# Cinematic Haunt Music



## Pumpkinhead625 (Oct 12, 2009)

I've always liked "Screams From The Cemetery" by Zombie Girl. Subtle and creepy.






"Danse Macabre" by Camille Saint-Saens is a perennial favorite.






There are many good choices from Midnight Syndicate and Nox Arcana that would fit your theme as well. Go to Youtube and give them a listen.

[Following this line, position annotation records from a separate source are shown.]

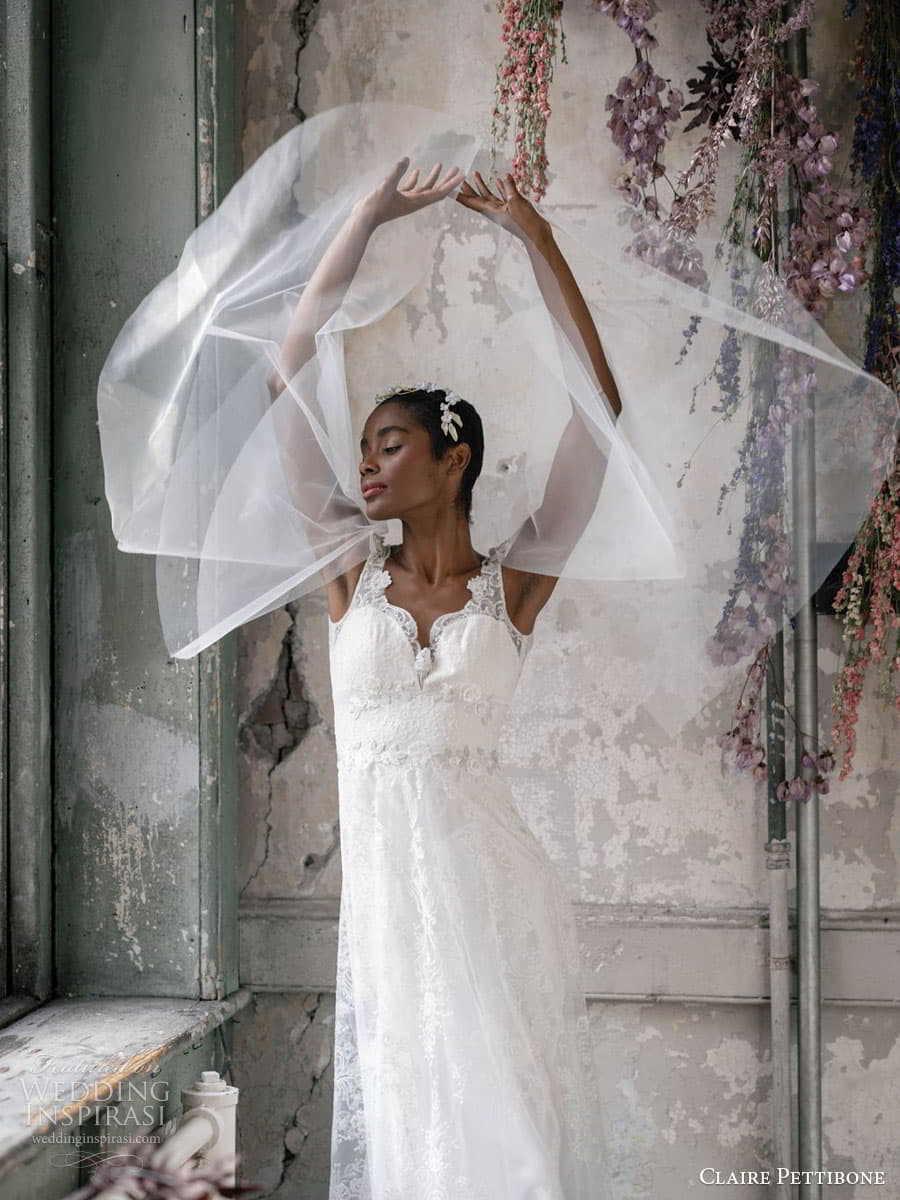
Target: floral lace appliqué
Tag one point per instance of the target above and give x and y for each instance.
(487, 598)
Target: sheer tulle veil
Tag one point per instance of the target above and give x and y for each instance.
(249, 503)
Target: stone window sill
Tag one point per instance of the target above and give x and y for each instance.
(60, 1063)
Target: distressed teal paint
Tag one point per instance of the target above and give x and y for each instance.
(145, 809)
(28, 617)
(216, 169)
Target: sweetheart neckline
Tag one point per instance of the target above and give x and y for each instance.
(453, 612)
(406, 621)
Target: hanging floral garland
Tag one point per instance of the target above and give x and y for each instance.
(869, 598)
(748, 94)
(522, 87)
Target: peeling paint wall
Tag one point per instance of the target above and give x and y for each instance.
(655, 828)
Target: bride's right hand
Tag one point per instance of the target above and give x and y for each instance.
(397, 196)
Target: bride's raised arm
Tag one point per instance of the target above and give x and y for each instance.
(307, 472)
(334, 274)
(577, 471)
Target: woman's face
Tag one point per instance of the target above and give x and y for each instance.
(396, 463)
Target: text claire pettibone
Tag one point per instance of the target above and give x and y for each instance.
(784, 1174)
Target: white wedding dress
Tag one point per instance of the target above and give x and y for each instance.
(463, 1062)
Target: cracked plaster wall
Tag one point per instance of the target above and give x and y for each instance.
(654, 823)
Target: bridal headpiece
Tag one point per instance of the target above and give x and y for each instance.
(448, 417)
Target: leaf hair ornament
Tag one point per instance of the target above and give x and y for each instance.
(448, 417)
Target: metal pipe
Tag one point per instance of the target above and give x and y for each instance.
(803, 496)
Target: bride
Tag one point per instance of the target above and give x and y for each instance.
(417, 472)
(463, 1062)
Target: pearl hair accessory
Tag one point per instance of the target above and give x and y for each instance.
(447, 415)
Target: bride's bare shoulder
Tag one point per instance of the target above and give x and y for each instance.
(339, 592)
(526, 594)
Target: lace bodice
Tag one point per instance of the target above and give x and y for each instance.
(397, 701)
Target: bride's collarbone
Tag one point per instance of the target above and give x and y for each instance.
(425, 610)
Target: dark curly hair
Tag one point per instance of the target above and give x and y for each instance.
(425, 408)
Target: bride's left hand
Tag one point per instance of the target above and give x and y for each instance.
(510, 209)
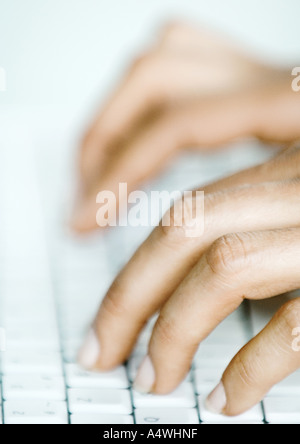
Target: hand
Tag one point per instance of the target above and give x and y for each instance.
(193, 89)
(249, 250)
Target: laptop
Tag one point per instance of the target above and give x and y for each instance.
(52, 282)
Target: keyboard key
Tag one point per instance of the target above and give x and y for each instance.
(282, 410)
(79, 378)
(183, 396)
(43, 361)
(108, 401)
(254, 415)
(166, 416)
(96, 418)
(207, 379)
(32, 411)
(34, 387)
(288, 387)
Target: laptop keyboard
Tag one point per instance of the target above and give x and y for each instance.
(51, 285)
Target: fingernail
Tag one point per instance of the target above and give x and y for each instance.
(216, 401)
(90, 351)
(145, 378)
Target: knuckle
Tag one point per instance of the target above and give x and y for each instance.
(228, 254)
(166, 332)
(171, 228)
(290, 314)
(184, 220)
(245, 371)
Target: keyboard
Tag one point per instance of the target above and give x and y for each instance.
(51, 284)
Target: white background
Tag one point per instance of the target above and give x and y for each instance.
(70, 52)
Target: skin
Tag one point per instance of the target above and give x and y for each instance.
(196, 89)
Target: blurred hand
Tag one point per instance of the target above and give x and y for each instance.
(193, 89)
(249, 250)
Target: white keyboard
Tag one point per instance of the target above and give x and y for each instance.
(51, 285)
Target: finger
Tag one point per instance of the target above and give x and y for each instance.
(169, 255)
(268, 359)
(206, 124)
(154, 80)
(255, 265)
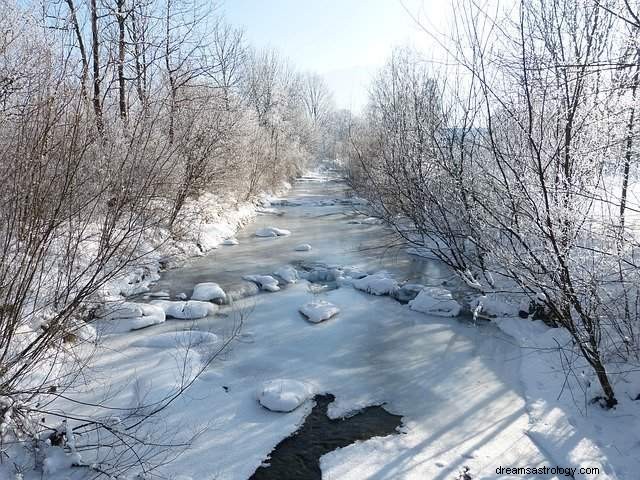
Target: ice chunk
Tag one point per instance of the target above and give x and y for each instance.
(272, 232)
(150, 315)
(407, 292)
(376, 284)
(435, 301)
(181, 338)
(287, 273)
(319, 311)
(209, 291)
(113, 310)
(189, 310)
(283, 395)
(265, 282)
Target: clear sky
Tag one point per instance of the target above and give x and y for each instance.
(344, 40)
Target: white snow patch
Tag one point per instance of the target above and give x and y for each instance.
(272, 232)
(57, 459)
(283, 395)
(287, 273)
(319, 311)
(208, 291)
(180, 338)
(265, 282)
(377, 284)
(435, 301)
(189, 310)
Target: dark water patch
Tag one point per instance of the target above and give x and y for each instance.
(298, 456)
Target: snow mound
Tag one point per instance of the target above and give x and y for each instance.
(495, 305)
(57, 460)
(407, 292)
(376, 284)
(282, 395)
(319, 311)
(149, 315)
(189, 310)
(287, 273)
(246, 289)
(265, 282)
(182, 338)
(111, 311)
(272, 232)
(160, 294)
(435, 301)
(209, 291)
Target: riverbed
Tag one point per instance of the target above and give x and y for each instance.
(454, 384)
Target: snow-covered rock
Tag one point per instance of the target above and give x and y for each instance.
(494, 305)
(265, 282)
(319, 311)
(288, 274)
(113, 310)
(435, 301)
(160, 294)
(209, 291)
(283, 395)
(180, 338)
(407, 292)
(57, 460)
(189, 310)
(323, 274)
(272, 232)
(246, 289)
(376, 284)
(149, 315)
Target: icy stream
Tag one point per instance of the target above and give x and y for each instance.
(319, 213)
(455, 385)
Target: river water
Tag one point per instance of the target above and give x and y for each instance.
(318, 212)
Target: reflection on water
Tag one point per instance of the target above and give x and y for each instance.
(322, 215)
(298, 456)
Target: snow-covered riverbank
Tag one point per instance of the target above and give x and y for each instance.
(469, 394)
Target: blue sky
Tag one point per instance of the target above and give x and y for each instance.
(346, 41)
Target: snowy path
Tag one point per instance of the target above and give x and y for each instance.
(456, 385)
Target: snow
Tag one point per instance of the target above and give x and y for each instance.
(319, 311)
(265, 282)
(436, 301)
(189, 310)
(272, 232)
(563, 422)
(114, 310)
(149, 315)
(208, 291)
(407, 292)
(287, 273)
(454, 385)
(180, 338)
(56, 460)
(377, 284)
(283, 395)
(469, 395)
(496, 305)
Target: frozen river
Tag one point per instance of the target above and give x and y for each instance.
(455, 385)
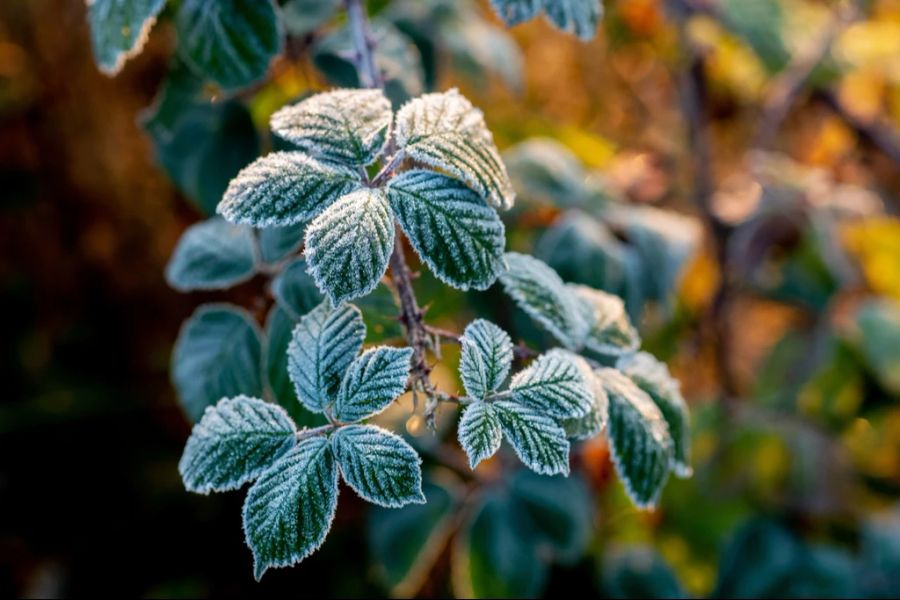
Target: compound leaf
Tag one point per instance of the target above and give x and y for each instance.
(348, 246)
(444, 130)
(372, 382)
(288, 511)
(380, 466)
(347, 127)
(234, 442)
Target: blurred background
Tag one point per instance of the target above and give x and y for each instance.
(731, 168)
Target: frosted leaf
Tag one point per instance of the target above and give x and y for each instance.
(554, 385)
(119, 29)
(347, 127)
(452, 229)
(372, 382)
(652, 376)
(212, 255)
(639, 438)
(611, 332)
(538, 441)
(479, 432)
(539, 291)
(229, 41)
(444, 130)
(349, 245)
(380, 466)
(289, 510)
(284, 188)
(234, 442)
(322, 346)
(487, 354)
(218, 354)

EDIT: I'm not sure why, but it won't let me embed videos for some reason. At least the links work.


----------



## TheDarkRideBoy (Dec 30, 2014)

ERMURGURD!!!! Danse Macbre IS PERFRECT!!!!!! I'd forgotten about Nox Arcana... I'll have to go back through my collection to find the right stuff, but it should be easy.


----------



## thenightmarefamily (Nov 20, 2014)

Sent you a PM


----------



## TheDarkRideBoy (Dec 30, 2014)

Thanks man! I got it!


----------



## thenightmarefamily (Nov 20, 2014)

Gives you kind of a creepy anxiety about what's coming next huh?


----------



## Verse 13 (Oct 26, 2010)




----------



## Pumpkinhead625 (Oct 12, 2009)

Another great cinematic gem that may fit your theme is "A Transylvania Lullaby", from the movie "Young Frankenstein"


----------



## Vance Mook (May 20, 2015)

I'm always on the lookout for this kind of music and have found myself listening to the Midnight Syndicate plenty of times as background noise haha.


----------



## repo_man (May 26, 2009)

I have a collection of various orchestral pieces from horror movies if you want them?


----------



## TheDarkRideBoy (Dec 30, 2014)

Repo_man, that'd be awesome!!!


----------